Multiplying (13) and (14) reveals

$$ \begin{aligned}[b] Q \biggl(\frac{2\tau\mu}{\tau+\mu} \biggr)P \biggl(\frac{2\tau\mu}{\tau+\mu } \biggr) &\le\frac{1}{16} \biggl(\frac{\sqrt{\lambda} }{\sqrt{1-\lambda} } +\frac {\sqrt{1-\lambda} }{\sqrt{\lambda} } \biggr)^{2} \\ &\quad\times\bigl[Q(\tau)+Q(\mu)\bigr] \bigl[P(\tau)+P(\mu)\bigr] \\ &=\frac{1}{16}\frac{1}{\lambda(1-\lambda)}\bigl[Q(\tau)+Q(\mu)\bigr] \bigl[P( \tau)+P(\mu)\bigr]. \end{aligned} $$

(15)

Integrating inequality (15) with respect to \(\lambda\in (0,1)\) leads to the stated result. □

Again using inequalities (13) and (14), we derive the following corollaries.

Corollary 4.7

Under conditions of Theorem 4.4, ifP, Qare similarly ordered, then

$$ Q \biggl(\frac{2\tau\mu}{\tau+\mu} \biggr)P \biggl(\frac{2\tau\mu}{\tau+\mu } \biggr) \le\frac{\pi}{8}\bigl[Q(\tau)P(\tau)+Q(\mu)P(\mu)\bigr]. $$

Corollary 4.8

Under conditions of Theorem 4.4, ifP, Qare nonnegative, then

$$\begin{aligned}& Q \biggl(\frac{2\tau\mu}{\tau+\mu} \biggr)\bigl[P(\tau)+P(\mu)\bigr]+P \biggl(\frac {2\tau\mu}{\tau+\mu} \biggr)\bigl[Q(\tau)+Q(\mu)\bigr] \\& \quad\le\frac{16}{3\pi}Q \biggl(\frac{2\tau\mu}{\tau+\mu} \biggr)P \biggl( \frac {2\tau\mu}{\tau+\mu} \biggr)+\frac{2}{\pi}\bigl[Q(\tau)+Q(\mu)\bigr] \bigl[P( \tau)+P(\mu)\bigr]. \end{aligned}$$

Corollary 4.9

Under conditions of Corollary 4.8, ifP, Qare similarly ordered, then

$$\begin{aligned}& Q \biggl(\frac{2\tau\mu}{\tau+\mu} \biggr)\bigl[P(\tau)+P(\mu)\bigr]+P \biggl( \frac {2\tau\mu}{\tau+\mu} \biggr)\bigl[Q(\tau)+Q(\mu)\bigr] \\& \quad\le\frac{16}{3\pi}Q \biggl(\frac{2\tau\mu}{\tau+\mu} \biggr)P \biggl( \frac {2\tau\mu}{\tau+\mu} \biggr)+\frac{4}{\pi}\bigl[Q(\tau)P(\tau)+Q(\mu)P(\mu) \bigr]. \end{aligned}$$

5 Applications to some special means

In this section, we will consider applications of our newly-established results to the following special means.
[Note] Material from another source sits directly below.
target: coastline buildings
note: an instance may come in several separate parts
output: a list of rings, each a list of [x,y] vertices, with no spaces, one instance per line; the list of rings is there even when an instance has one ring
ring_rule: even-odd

For real numbers \(\tau,\mu>0\), the arithmetic mean and the p-logarithmic mean are respectively defined [26, 29] by

$$ A=A(\tau,\mu)=\frac{\tau+\mu}{2} $$

and

$$ L_{p}=L_{p}(\tau,\mu)= \textstyle\begin{cases} [\frac{\mu^{p+1}-\tau^{p+1}}{(p+1)(\mu-\tau)} ]^{1/p}, & \tau \ne\mu;\\ \tau, & \tau=\mu. \end{cases} $$

For the HT-convex function \(Q:(1,\infty)\to\mathbb{R}\), \(Q(x)=\frac {1}{x^{p}}\) for \(p\ge1\), applying Theorem 4.2 and Corollary 4.1, we derive the following inequalities involving A and \(L_{p}\).

Theorem 5.1

Let \(1<\tau<\mu\)and \(p\ge1\). Then

$$ \frac{\pi}{4}A^{p} \biggl(\frac{1}{\tau}, \frac{1}{\mu}\biggr)\le\frac{\pi}{4\tau ^{p}} F \biggl(-p, \frac{3}{2},3,\frac{\mu-\tau}{\mu} \biggr)\le A \biggl(\frac{1}{\tau^{p+1}}, \frac{1}{\mu^{p+1}} \biggr) $$

and

$$\begin{aligned} A^{p} \biggl(\frac{1}{\tau},\frac{1}{\mu}\biggr)&\le \frac{1}{2^{p+1}} \biggl[A^{p} \biggl(\frac{3}{\tau}, \frac{1}{\mu}\biggr)+A^{p} \biggl(\frac{1}{\tau}, \frac {3}{\mu} \biggr) \biggr]\le L_{p}^{p} \biggl( \frac{1}{\tau},\frac{1}{\mu}\biggr) \\ &\le\frac{\pi}{4} \biggl[A \biggl(\frac{1}{\tau},\frac{1}{\mu}\biggr) +A^{p} \biggl(\frac{1}{\tau},\frac{1}{\mu}\biggr) \biggr]\le\frac{\pi}{2}A \biggl(\frac{1}{\tau ^{p+1}}, \frac{1}{\mu^{p+1}} \biggr), \end{aligned}$$

where \(F(\alpha,\beta,\gamma,x)\)is the hypergeometric function which can be represented by

$$ F(\alpha,\beta,\gamma,x)=\frac{\varGamma(\gamma)}{\varGamma(\beta )\varGamma(\gamma-\beta)} \int_{0}^{1}\frac{t^{\beta-1}(1-t)^{\gamma-\beta-1}}{(1-xt)^{\alpha}}\,\mathrm {d}t. $$

6 Conclusions

In [15] and [23], the HA- and MT-convexity were defined and some Hadamard-type inequalities were obtained. As a generalization of these two convexity notions a new notion of “HT-convex functions” is introduced in this paper, some Hadamard-type inequalities for the new class of HT-convex functions and for the product of any two HT-convex functions are established, and, as applications, some inequalities for the arithmetic mean and the p-logarithmic mean are derived.